Every Mac user understands the basics of cut, copy, paste. Most of us know the keyboard shortcuts. So why does Apple keep cut, copy, and paste featureless and living in the 1980s when there are a few dozen improvements to the Mac’s clipboard already available?
A Man’s Clipboard
For whatever the reason Apple’s engineer-in-charge of feature stagnation doesn’t trust Mac users to figure out how to use a multiple clipboard manager.
In OS X it’s as it always was. Cut or copy, then paste. Whatever was stored in the clipboard before the last cut or copy is gone forever.
A multiple clipboard manager gives you options. In this case a dozen options that Apple could include in OS X but chooses not.
Take a look at Collective. It’s an inexpensive entry-level multiple clipboard manager for the Mac with a dozen useful functions.
For example, as you add items to Collective you can search to find items you’ve previously cut or copied.
Collective doesn’t care what you cut or copy to the clipboard. Text, snippets, photos, images, files. For images in the Collective clipboard library you can view the dimensions and size of a file. Need to look at an item closely? Use Quick Look. Save favorites to be dropped into a document by using keyboard shortcuts.

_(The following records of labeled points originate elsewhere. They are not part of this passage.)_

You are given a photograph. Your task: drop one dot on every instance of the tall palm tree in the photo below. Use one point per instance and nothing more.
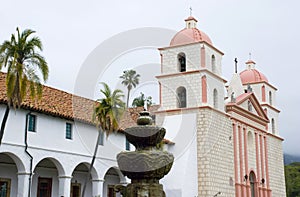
(20, 55)
(130, 79)
(107, 114)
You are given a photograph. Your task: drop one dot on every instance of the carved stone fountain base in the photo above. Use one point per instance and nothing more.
(145, 190)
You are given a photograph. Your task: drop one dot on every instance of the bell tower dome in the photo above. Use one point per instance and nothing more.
(191, 70)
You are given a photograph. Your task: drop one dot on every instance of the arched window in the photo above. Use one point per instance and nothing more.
(250, 140)
(181, 62)
(273, 125)
(213, 64)
(252, 180)
(249, 106)
(181, 97)
(263, 93)
(215, 98)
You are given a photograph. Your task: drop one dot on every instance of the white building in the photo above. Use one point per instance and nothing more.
(51, 142)
(224, 145)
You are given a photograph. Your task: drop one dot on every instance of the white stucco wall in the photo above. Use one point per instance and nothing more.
(49, 142)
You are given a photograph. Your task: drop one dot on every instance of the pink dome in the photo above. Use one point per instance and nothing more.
(189, 35)
(252, 76)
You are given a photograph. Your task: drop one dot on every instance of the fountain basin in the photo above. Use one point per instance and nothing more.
(143, 137)
(145, 164)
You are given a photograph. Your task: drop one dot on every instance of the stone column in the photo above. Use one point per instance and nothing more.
(97, 185)
(64, 187)
(23, 184)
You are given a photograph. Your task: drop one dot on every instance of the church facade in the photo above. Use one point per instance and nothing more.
(233, 140)
(224, 135)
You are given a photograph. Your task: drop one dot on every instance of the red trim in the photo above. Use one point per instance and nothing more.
(161, 63)
(191, 72)
(202, 57)
(263, 93)
(257, 155)
(265, 82)
(237, 187)
(246, 159)
(275, 136)
(261, 157)
(247, 114)
(191, 108)
(270, 106)
(178, 74)
(204, 89)
(241, 159)
(200, 42)
(267, 167)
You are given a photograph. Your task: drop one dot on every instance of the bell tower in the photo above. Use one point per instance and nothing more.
(191, 71)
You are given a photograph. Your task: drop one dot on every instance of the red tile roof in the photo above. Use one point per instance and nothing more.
(69, 106)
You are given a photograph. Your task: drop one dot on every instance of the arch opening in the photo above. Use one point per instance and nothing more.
(181, 97)
(181, 62)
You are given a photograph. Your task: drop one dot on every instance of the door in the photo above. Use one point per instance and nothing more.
(4, 187)
(44, 187)
(75, 189)
(111, 191)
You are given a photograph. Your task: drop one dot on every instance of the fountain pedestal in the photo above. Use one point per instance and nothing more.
(146, 165)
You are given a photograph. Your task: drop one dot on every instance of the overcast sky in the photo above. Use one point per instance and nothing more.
(71, 30)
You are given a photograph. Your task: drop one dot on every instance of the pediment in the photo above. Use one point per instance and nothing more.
(250, 103)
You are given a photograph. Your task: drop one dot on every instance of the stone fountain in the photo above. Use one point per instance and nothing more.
(147, 164)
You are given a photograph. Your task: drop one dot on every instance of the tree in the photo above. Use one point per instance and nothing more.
(141, 100)
(20, 55)
(130, 80)
(107, 114)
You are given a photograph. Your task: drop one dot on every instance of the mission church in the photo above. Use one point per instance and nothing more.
(223, 145)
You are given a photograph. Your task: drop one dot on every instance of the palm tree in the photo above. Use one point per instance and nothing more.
(106, 115)
(130, 79)
(141, 100)
(20, 55)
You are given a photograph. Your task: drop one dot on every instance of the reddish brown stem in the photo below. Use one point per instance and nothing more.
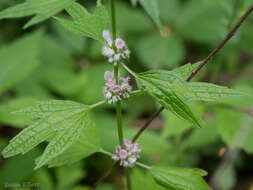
(194, 72)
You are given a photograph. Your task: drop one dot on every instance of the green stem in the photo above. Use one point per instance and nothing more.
(118, 104)
(113, 19)
(129, 185)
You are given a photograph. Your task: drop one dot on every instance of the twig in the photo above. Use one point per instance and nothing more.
(228, 37)
(195, 71)
(147, 124)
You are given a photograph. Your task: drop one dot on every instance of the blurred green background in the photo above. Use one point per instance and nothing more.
(67, 66)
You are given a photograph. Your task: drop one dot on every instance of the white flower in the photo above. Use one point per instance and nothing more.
(128, 154)
(120, 44)
(114, 92)
(114, 54)
(107, 51)
(107, 37)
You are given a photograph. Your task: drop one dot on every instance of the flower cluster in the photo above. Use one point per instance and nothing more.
(115, 92)
(127, 155)
(120, 51)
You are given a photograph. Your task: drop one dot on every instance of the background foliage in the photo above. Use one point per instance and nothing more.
(47, 61)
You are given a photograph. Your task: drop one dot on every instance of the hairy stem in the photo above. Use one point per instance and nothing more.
(205, 61)
(118, 104)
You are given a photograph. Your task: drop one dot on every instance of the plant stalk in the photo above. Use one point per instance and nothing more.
(118, 104)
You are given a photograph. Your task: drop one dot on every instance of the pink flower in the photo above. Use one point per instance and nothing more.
(111, 83)
(120, 44)
(114, 92)
(123, 154)
(114, 55)
(107, 37)
(127, 155)
(127, 144)
(108, 75)
(107, 51)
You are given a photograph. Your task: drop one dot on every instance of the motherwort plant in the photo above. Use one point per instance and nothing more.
(65, 125)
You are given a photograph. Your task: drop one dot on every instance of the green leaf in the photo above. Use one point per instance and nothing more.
(60, 122)
(180, 178)
(6, 107)
(143, 181)
(43, 9)
(156, 51)
(18, 62)
(185, 71)
(162, 87)
(85, 23)
(152, 8)
(209, 92)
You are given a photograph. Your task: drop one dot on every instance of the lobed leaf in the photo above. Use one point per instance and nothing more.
(180, 178)
(87, 144)
(85, 23)
(65, 138)
(43, 9)
(64, 124)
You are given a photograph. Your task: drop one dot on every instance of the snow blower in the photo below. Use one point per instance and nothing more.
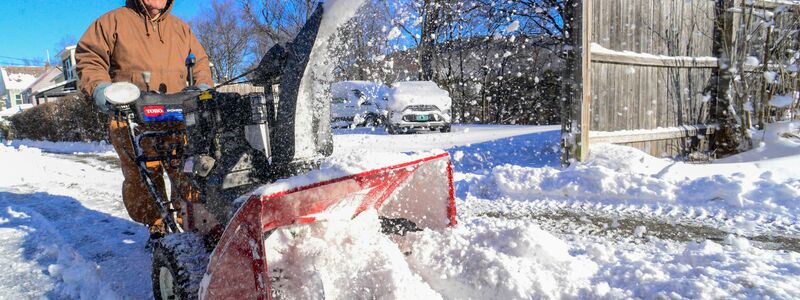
(232, 144)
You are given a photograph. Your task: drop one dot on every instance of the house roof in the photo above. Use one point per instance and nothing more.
(19, 78)
(46, 80)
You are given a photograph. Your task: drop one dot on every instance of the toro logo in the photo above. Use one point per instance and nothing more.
(154, 110)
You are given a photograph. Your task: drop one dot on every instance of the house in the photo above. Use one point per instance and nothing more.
(56, 83)
(13, 81)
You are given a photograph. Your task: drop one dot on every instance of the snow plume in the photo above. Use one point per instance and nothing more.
(319, 73)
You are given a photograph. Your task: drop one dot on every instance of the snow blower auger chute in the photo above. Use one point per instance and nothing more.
(232, 144)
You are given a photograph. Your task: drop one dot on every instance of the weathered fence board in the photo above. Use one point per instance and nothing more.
(651, 65)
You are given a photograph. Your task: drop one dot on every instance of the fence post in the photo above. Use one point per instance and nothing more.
(723, 140)
(576, 89)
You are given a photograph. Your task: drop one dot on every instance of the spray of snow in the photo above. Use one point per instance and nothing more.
(319, 73)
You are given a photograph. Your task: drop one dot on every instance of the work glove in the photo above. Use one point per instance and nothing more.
(110, 96)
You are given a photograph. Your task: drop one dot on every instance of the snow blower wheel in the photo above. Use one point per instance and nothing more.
(179, 262)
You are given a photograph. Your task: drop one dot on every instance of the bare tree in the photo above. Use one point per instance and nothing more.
(224, 37)
(275, 21)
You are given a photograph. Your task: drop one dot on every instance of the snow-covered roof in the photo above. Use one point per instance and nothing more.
(19, 78)
(14, 110)
(408, 93)
(46, 81)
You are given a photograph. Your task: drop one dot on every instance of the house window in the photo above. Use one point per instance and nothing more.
(67, 69)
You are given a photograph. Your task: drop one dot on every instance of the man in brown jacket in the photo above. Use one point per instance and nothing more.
(121, 46)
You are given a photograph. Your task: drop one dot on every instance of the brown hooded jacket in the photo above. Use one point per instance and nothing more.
(124, 43)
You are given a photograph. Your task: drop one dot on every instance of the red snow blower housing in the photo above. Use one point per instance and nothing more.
(232, 144)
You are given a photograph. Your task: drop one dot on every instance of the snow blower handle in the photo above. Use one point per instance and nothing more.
(191, 60)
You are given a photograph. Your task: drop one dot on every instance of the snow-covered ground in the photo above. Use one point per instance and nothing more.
(622, 225)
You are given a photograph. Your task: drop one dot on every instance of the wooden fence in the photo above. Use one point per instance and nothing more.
(646, 73)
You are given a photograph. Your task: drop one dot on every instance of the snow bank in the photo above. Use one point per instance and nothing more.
(478, 261)
(496, 259)
(65, 147)
(761, 186)
(730, 269)
(408, 93)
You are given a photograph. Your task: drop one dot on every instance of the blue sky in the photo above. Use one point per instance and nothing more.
(28, 28)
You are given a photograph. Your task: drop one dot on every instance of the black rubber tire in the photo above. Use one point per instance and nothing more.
(184, 258)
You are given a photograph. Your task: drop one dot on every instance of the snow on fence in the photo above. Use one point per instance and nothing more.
(646, 65)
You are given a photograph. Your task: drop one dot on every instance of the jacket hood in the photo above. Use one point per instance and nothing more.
(138, 6)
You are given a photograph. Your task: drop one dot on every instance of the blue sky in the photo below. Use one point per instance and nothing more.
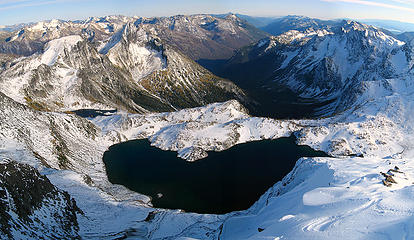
(18, 11)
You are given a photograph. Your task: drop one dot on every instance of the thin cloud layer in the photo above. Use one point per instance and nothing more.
(380, 4)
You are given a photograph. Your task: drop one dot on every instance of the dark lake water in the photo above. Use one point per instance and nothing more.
(92, 112)
(223, 182)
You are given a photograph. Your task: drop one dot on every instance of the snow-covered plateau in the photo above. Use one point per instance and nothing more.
(363, 191)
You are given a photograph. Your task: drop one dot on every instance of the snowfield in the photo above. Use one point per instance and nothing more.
(363, 191)
(322, 198)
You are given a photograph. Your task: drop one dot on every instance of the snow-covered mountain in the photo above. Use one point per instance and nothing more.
(31, 207)
(332, 65)
(365, 73)
(214, 37)
(133, 70)
(292, 22)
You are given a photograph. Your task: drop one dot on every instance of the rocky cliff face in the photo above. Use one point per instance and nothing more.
(134, 70)
(332, 65)
(214, 37)
(32, 207)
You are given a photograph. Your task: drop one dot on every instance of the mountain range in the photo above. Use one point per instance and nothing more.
(342, 87)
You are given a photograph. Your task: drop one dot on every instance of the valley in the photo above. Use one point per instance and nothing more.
(275, 136)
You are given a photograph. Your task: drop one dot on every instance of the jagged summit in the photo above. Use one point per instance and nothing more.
(134, 70)
(332, 65)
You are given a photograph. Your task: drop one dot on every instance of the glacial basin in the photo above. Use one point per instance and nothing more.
(223, 182)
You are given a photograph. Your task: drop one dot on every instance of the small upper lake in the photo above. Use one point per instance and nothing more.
(223, 182)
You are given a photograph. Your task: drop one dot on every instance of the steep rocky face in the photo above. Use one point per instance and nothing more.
(134, 71)
(332, 66)
(31, 38)
(292, 22)
(204, 36)
(213, 37)
(31, 207)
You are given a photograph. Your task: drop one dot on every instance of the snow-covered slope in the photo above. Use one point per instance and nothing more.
(322, 198)
(133, 71)
(31, 207)
(332, 65)
(213, 37)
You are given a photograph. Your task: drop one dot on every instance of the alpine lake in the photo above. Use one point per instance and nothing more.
(225, 181)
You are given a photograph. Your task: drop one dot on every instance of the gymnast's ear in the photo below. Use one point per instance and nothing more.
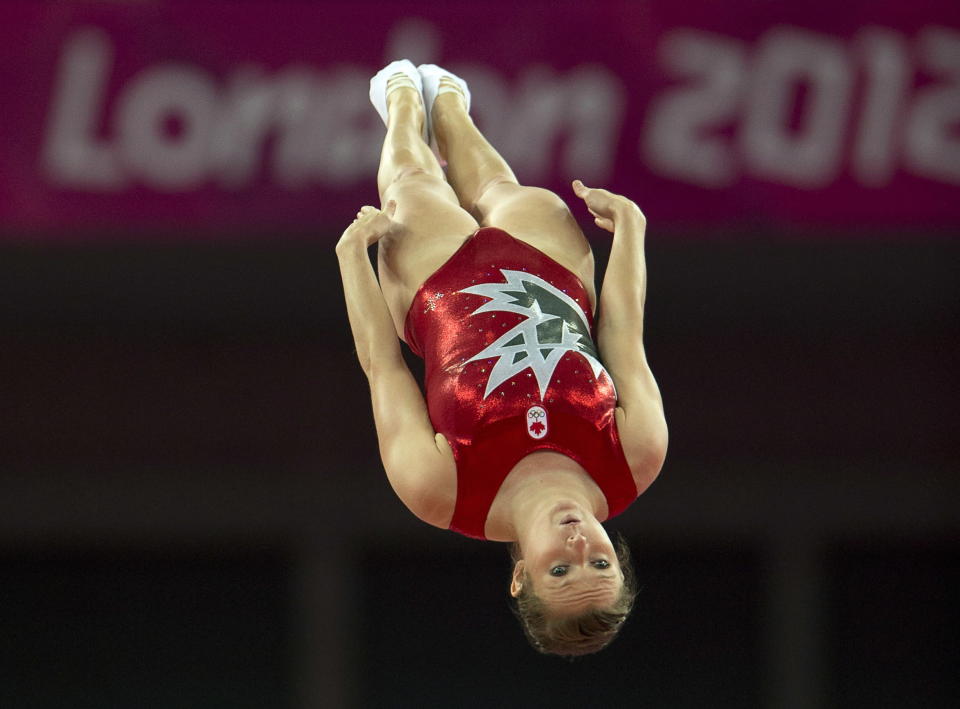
(516, 582)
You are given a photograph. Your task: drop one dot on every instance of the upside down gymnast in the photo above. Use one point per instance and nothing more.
(533, 431)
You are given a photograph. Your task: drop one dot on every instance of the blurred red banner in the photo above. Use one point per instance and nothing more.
(197, 120)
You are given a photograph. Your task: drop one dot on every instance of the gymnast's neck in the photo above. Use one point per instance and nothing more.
(539, 483)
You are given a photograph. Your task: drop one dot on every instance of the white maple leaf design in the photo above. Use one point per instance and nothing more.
(554, 324)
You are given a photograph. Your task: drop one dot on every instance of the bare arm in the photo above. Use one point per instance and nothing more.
(640, 418)
(418, 462)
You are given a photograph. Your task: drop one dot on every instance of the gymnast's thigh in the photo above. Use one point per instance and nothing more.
(543, 220)
(429, 226)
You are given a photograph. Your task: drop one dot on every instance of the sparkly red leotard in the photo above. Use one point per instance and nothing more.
(511, 368)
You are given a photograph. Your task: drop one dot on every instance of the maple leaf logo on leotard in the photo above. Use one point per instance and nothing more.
(554, 325)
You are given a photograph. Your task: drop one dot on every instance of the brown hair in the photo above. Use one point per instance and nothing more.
(579, 634)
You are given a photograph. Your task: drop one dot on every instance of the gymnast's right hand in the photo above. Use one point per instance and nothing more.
(370, 225)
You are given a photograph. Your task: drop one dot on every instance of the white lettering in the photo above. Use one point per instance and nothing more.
(73, 154)
(787, 60)
(888, 75)
(168, 158)
(176, 127)
(932, 145)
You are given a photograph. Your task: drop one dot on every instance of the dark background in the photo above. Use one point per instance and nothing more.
(193, 512)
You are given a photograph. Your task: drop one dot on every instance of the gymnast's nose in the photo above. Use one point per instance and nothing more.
(575, 539)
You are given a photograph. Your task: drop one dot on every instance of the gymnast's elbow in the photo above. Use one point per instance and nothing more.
(418, 491)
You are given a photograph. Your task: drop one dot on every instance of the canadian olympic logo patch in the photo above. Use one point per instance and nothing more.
(537, 422)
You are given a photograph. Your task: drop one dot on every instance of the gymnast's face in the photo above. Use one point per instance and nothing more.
(571, 563)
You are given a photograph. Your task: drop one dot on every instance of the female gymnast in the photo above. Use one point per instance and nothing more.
(531, 432)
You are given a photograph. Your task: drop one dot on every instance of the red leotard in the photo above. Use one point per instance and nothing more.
(511, 368)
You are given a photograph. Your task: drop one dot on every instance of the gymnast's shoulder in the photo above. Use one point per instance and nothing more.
(424, 477)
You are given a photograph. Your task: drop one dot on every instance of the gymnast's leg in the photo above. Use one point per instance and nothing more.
(429, 224)
(489, 190)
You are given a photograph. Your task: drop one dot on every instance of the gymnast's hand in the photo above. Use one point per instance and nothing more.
(608, 209)
(370, 225)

Collective remembers text, yes, but also remembers text formatting; fonts, bold, italics. You’re not even required to cut or copy to put an item into Collective. Drag and drop works, too.
Collective isn’t as powerful as one of our favorites, PTHPasteboard, but costs much less. Why? It’s Mac App Store only and that means it suffers from Apple’s abysmal Sandbox rule. While PTHPasteboard puts copied items directly into a document, Collective has to copy it first to the Mac’s clipboard, then you can paste it. Those are Apple’s rules.
However, if you’ve never used a multiple clipboard manager, Collective is a good one to try.